Carlota procedió a vestirse mientras su hermana embalaba sus pocas pertenencias y algunas más que no eran suyas, entre ellas varias joyas que había en un pequeño cofre.
—¿Qué haces...? Eso es robar, Rosana.
—No, Carlota. No puede robarse a un ladrón —le dijo con naturalidad —. Necesitaremos esto si queremos volver a casa, tendremos que pagar el pasaje en algún barco. Además, es necesario que lo hagamos, oíste la conversación de anoche, ¿no?
—Estaba tan asustada que no me enteré de nada.
—Piensan atacar nuestro hogar y nosotras debemos impedírselo. Somos las únicas que lo sabemos.
—Tengo miedo. ¿Y si nos cogen?
—No lo harán. Desapareceremos sin dejar rastro. Termina de vestirte y marchémonos.
Carlota no atinaba con los botones de su vestido y su hermana la ayudó a hacerlo.
—No te calces, así iremos más deprisa.
Rosana la tomó de la mano y bajaron las escaleras sin hacer ruido. Frente a la puerta, sentado en el exterior estaba Gonzalo, el sirviente de Don Diego, la joven se detuvo sin que llegase a verlas.
—Por aquí no podemos salir —dijo, pensativa —. Vayamos a la parte de atrás.
En la zona de las cocinas, Rosana había visto una puerta que daba directamente al jardín trasero. Tendrían que pasar por delante de Miranda y de su hija, Linnete.
—Hola de nuevo —les dijo con la mayor calma posible —. Nos gustaría pasear un rato por el jardín, por aquí puede accederse a él, ¿verdad?
—¿Están tratando de huir? —Dijo, Miranda al ver el bolso que la joven arrastraba.
—Sí...¡Tenemos que escapar, nuestros padres están en peligro!

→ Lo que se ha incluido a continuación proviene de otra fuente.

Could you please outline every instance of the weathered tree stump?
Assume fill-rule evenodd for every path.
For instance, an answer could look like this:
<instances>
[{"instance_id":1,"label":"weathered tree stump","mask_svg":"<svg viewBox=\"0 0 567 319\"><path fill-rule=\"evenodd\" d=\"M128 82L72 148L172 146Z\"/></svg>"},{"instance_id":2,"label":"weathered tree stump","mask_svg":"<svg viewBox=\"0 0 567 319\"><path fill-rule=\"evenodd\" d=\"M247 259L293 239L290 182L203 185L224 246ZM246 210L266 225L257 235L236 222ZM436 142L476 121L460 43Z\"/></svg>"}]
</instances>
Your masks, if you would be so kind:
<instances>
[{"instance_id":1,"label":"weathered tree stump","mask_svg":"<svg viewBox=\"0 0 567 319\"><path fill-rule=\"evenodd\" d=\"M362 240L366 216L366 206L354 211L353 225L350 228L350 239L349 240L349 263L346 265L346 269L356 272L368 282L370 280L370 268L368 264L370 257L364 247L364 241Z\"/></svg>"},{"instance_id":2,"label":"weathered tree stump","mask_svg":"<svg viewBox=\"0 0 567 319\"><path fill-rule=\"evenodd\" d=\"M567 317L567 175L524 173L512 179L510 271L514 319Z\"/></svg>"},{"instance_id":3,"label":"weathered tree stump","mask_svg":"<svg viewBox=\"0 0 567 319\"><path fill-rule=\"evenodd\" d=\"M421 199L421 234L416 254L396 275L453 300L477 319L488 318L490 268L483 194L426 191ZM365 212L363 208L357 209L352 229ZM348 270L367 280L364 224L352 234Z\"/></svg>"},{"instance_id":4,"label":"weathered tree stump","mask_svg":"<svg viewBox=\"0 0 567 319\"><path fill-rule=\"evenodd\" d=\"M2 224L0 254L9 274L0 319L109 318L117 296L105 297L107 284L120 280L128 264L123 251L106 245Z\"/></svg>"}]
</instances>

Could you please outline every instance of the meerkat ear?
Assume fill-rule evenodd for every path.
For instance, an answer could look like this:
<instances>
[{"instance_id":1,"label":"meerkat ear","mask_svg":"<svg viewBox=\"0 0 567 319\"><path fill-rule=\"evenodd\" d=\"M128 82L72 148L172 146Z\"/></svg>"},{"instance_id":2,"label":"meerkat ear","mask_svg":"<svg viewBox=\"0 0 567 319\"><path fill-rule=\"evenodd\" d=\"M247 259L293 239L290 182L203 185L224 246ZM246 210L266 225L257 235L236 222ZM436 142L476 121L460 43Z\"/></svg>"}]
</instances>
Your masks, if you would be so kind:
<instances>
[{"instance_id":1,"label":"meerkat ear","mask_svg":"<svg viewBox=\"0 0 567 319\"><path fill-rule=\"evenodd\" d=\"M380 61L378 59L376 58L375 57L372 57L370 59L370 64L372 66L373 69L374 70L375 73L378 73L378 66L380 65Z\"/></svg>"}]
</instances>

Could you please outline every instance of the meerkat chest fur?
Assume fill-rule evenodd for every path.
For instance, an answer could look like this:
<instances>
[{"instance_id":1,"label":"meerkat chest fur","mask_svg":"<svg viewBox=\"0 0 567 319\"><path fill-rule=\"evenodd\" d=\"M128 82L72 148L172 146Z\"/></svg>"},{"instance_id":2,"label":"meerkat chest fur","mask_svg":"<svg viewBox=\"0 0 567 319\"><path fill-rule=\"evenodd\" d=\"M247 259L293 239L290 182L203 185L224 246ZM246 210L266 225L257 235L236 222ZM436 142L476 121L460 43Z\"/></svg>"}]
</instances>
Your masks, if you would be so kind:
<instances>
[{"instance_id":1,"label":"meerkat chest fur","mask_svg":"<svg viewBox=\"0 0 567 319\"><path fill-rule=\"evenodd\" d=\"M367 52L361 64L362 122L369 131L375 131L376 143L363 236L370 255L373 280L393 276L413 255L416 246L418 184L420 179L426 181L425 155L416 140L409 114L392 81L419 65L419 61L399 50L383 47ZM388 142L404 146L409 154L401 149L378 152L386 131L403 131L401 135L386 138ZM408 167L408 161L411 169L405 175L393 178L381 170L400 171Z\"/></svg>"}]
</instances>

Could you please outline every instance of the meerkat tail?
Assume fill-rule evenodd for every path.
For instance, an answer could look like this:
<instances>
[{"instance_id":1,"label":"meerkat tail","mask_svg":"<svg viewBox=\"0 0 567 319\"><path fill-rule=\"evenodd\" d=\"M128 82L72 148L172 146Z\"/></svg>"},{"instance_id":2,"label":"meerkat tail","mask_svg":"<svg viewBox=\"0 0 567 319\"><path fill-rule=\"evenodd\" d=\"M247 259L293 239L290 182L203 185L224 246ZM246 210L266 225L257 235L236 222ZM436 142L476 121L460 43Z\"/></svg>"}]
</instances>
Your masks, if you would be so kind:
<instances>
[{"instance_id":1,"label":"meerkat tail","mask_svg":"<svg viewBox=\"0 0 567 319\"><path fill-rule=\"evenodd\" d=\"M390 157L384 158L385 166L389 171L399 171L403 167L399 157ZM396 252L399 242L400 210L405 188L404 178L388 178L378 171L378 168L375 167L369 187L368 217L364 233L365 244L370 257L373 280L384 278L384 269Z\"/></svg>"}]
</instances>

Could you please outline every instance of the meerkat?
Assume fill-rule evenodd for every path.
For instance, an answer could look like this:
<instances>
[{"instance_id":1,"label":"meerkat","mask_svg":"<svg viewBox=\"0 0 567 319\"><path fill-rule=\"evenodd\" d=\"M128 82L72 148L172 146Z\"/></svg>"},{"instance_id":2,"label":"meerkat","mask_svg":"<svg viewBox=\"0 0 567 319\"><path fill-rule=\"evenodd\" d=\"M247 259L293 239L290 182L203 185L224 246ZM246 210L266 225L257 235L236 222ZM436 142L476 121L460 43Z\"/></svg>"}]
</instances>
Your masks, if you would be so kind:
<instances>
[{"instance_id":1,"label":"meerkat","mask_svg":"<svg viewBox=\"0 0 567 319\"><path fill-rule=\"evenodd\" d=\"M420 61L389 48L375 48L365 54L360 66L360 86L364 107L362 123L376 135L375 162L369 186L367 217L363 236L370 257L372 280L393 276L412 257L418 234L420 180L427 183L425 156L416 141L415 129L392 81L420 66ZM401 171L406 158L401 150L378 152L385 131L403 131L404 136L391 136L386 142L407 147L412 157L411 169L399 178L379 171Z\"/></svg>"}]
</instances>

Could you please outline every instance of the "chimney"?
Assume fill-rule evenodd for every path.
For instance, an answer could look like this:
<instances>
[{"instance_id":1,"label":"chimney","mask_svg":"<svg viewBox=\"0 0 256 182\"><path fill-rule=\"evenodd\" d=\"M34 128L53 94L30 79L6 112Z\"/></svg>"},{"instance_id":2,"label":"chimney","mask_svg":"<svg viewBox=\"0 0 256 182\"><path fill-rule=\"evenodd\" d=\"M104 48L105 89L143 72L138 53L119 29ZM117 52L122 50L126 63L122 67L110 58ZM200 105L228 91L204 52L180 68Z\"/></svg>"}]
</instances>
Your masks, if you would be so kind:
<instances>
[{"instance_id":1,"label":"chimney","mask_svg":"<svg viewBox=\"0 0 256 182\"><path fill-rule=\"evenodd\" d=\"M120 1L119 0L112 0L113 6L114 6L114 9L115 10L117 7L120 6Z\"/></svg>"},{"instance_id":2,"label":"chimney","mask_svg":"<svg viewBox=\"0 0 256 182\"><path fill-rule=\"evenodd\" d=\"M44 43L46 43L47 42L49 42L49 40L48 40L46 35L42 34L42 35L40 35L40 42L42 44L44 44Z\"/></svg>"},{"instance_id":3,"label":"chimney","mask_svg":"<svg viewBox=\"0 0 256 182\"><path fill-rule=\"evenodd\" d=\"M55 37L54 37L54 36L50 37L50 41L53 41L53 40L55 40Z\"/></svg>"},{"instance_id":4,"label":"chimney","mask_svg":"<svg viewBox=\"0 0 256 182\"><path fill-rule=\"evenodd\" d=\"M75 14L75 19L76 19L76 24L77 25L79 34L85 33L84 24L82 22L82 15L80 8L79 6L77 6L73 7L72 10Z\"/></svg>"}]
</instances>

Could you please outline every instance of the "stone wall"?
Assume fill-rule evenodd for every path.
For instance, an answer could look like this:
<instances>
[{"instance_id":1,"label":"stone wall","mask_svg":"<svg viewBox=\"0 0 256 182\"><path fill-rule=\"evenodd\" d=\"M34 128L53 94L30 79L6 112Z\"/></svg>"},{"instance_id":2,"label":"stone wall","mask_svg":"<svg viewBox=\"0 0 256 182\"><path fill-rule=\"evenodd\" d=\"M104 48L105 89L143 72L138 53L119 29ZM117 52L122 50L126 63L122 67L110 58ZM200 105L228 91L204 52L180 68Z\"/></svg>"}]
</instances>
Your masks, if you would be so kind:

—Tenemos que ayudarlas, madre —dijo, Linnete.
—El señor se enfadará.
—Él no tiene que saberlo —dijo, Rosana pensando a toda prisa —. Abriré la ventana de nuestro cuarto y haré una cuerda con las sabanas de nuestras camas, pensará que huimos por esa ventana.
La mujer la miró pensativa y luego asintió con la cabeza.
—Dese prisa —dijo tan solo.
Rosana corrió escaleras arriba hasta su cuarto y arrancó las sabanas de un tirón atándolas entre sí, luego ató la improvisada cuerda a la pata de la cama y dejo caer las sabanas por la ventana. Nadie sospecharía que no habían huido por allí.
Al salir de su cuarto se topó con la descomunal figura de Williams el Rojo que la miraba intrigado.
—¿Pensando en escapar, palomita? —le dijo con una fría sonrisa en los labios.
Rosana sin aliento al verle frente a ella, reaccionó dándole una patada. Williams alzó su puño y lo estrelló en su rostro. La joven cayó al suelo como un fardo.
Después bajó a la planta baja y se guió por los susurros y cuchicheos que provenían de la cocina. Con sus enormes manazas, Williams agarró a Carlota y se la echó al hombro como si se tratase de un saco de harina. La niña pataleaba pero no consiguió librarse de su aprensor.
—Diego se va a disgustar mucho con vosotras dos —les dijo a las sirvientas —. Pero antes de que él regrese tendréis vuestro justo castigo.
Las dos mujeres se echaron a temblar, conocían la brutalidad del amigo de su señor y sabían que su castigo sería ejemplar.
Williams subió de nuevo las escaleras y tomando a Rosana con la mano libre, las introdujo a las dos en su habitación, cerrando después con llave.
—Diego debería ser menos caballeroso y más práctico —dijo para sí —. Esto le pasa por confiar en ellas. Enseguida vuelvo, palomitas, ahora he de encargarme del servicio.